Éditorial. Le pouvoir n’est pas là où il s’affiche

Par Aicha Akalay

L’économie marocaine navigue à vue et l’État ne joue pas son rôle. Ce n’est pas nous qui le disons, mais la Cour des comptes, qui l’exprime dans les termes suivants : “Le rôle de l’État-stratège reste insuffisamment clarifié”. Sur 200 pages de rapport, les magistrats, sous la présidence de Driss Jettou, se livrent à une radioscopie du secteur des établissements et entreprises publics (EEP). Leur diagnostic est alarmant. Les stratégies adoptées par nombre d’EEP sont définies indépendamment des politiques publiques. Leurs missions sont en décalage par rapport à leur environnement. La nomination des dirigeants se fait souvent sans lettre de mission, sans objectifs fixés. Les rémunérations de ces mêmes dirigeants ne répondent à aucune logique de grille ou de résultat. Et encore, cette liste de dysfonctionnements n’est pas exhaustive. Nous ne parlons pas ici de quelques obscures entreprises étatiques, mais des “leviers incontournables” de notre économie que sont l’OCP, la CDG, l’ONEE ou encore le CIH.

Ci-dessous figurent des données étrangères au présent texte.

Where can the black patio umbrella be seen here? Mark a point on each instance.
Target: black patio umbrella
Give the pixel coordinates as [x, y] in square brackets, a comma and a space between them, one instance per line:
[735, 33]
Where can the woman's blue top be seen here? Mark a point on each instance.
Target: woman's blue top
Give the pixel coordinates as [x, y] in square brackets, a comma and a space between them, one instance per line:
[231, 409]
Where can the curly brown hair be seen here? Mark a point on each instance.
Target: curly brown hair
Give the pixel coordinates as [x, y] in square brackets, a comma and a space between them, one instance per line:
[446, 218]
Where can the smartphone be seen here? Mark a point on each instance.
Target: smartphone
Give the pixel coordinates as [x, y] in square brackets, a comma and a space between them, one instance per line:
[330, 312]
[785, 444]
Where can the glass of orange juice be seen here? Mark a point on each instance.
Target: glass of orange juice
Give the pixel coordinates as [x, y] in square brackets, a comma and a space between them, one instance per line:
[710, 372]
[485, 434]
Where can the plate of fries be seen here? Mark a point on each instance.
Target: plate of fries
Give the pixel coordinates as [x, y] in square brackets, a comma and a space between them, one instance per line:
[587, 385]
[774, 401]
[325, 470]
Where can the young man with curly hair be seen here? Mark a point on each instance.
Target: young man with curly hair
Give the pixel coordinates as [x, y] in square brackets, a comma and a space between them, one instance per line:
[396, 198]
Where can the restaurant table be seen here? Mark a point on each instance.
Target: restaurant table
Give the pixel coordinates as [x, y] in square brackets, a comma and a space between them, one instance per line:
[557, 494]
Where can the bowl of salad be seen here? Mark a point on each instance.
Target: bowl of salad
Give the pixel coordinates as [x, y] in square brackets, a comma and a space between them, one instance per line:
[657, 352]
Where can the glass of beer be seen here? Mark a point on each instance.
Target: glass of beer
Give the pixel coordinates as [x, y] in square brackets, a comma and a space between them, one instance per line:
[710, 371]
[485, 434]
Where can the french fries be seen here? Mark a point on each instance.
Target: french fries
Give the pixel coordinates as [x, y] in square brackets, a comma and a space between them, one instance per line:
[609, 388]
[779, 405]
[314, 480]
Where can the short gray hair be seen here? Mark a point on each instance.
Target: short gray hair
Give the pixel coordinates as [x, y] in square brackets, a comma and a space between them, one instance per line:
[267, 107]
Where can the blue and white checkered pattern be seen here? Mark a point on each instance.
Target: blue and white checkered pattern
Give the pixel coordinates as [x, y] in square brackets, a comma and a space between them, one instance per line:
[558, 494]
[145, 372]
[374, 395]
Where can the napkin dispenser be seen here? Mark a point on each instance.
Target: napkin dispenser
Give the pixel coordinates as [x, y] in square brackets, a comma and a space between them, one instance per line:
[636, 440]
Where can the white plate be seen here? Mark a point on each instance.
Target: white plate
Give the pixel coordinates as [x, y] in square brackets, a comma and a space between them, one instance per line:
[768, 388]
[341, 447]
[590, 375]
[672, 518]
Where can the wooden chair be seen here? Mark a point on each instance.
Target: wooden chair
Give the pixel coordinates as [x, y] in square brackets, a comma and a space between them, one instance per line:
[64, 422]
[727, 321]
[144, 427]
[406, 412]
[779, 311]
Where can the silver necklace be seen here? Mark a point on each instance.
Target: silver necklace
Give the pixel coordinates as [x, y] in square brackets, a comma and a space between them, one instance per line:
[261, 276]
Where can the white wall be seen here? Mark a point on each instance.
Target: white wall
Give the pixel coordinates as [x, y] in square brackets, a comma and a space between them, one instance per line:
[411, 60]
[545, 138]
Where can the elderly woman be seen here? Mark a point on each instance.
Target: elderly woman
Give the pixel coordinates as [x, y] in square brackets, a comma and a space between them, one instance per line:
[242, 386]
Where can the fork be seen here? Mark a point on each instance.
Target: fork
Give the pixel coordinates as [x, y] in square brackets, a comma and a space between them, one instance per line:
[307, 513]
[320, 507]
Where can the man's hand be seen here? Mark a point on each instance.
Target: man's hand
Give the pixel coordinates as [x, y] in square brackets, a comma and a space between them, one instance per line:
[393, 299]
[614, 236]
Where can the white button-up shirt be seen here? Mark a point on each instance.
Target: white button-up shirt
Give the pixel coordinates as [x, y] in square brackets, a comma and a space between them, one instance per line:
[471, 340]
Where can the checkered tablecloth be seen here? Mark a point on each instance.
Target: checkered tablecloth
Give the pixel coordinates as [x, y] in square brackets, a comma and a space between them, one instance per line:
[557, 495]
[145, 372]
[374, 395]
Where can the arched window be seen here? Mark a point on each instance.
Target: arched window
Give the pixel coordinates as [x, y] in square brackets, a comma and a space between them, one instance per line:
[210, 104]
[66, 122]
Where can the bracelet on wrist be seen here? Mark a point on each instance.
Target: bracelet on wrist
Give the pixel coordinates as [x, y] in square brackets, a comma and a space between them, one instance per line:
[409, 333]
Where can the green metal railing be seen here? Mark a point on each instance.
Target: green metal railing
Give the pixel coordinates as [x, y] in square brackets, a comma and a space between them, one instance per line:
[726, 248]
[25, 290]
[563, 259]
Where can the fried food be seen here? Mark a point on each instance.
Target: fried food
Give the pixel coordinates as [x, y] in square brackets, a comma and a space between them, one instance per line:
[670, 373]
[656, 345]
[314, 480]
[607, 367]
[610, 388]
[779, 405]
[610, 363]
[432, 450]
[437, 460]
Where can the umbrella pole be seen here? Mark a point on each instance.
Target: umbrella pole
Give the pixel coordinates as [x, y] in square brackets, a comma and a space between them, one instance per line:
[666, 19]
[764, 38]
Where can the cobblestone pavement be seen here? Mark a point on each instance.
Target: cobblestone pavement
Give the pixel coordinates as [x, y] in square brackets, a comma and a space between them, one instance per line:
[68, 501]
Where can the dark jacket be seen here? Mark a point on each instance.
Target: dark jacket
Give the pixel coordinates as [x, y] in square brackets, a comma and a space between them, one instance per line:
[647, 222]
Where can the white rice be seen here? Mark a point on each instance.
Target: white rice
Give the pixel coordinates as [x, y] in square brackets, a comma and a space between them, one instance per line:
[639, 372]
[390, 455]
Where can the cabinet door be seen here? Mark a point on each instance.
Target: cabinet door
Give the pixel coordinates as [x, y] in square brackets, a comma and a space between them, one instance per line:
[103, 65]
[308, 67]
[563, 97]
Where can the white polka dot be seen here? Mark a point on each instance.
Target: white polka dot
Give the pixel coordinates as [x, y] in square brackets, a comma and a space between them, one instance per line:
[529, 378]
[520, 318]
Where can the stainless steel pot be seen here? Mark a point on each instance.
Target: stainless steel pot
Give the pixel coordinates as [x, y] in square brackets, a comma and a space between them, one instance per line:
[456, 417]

Sous d’autres cieux, un rapport aussi accablant aurait fait grand bruit. Chez nous, on se demande même si certains l’ont lu (ou compris). On eût aimé que le gouvernement, au lieu de polémiquer sur des futilités, en prenne la mesure. Les problèmes soulevés sont déterminants pour le développement. Avec la Cour des comptes, nous avons la chance d’avoir une institution publique, dont le premier président est nommé par le roi et qui ne travaille pas selon une transparence en trompe-l’œil. Puisqu’un espace de liberté est ouvert, autant en profiter pour aborder les vrais problèmes. Selon les magistrats, qui s’appuient sur les meilleures pratiques constatées dans d’autres pays, les pouvoirs publics devraient élaborer des stratégies que les entreprises publiques appliqueraient. Ainsi, la réflexion se ferait au niveau de l’État et la partie opérationnelle assurée par les EEP. Cette logique ne peut s’appliquer aux EEP devenus des SA, qui n’ont de compte à rendre qu’à leur conseil d’administration où siègent, entre autres, des ministres.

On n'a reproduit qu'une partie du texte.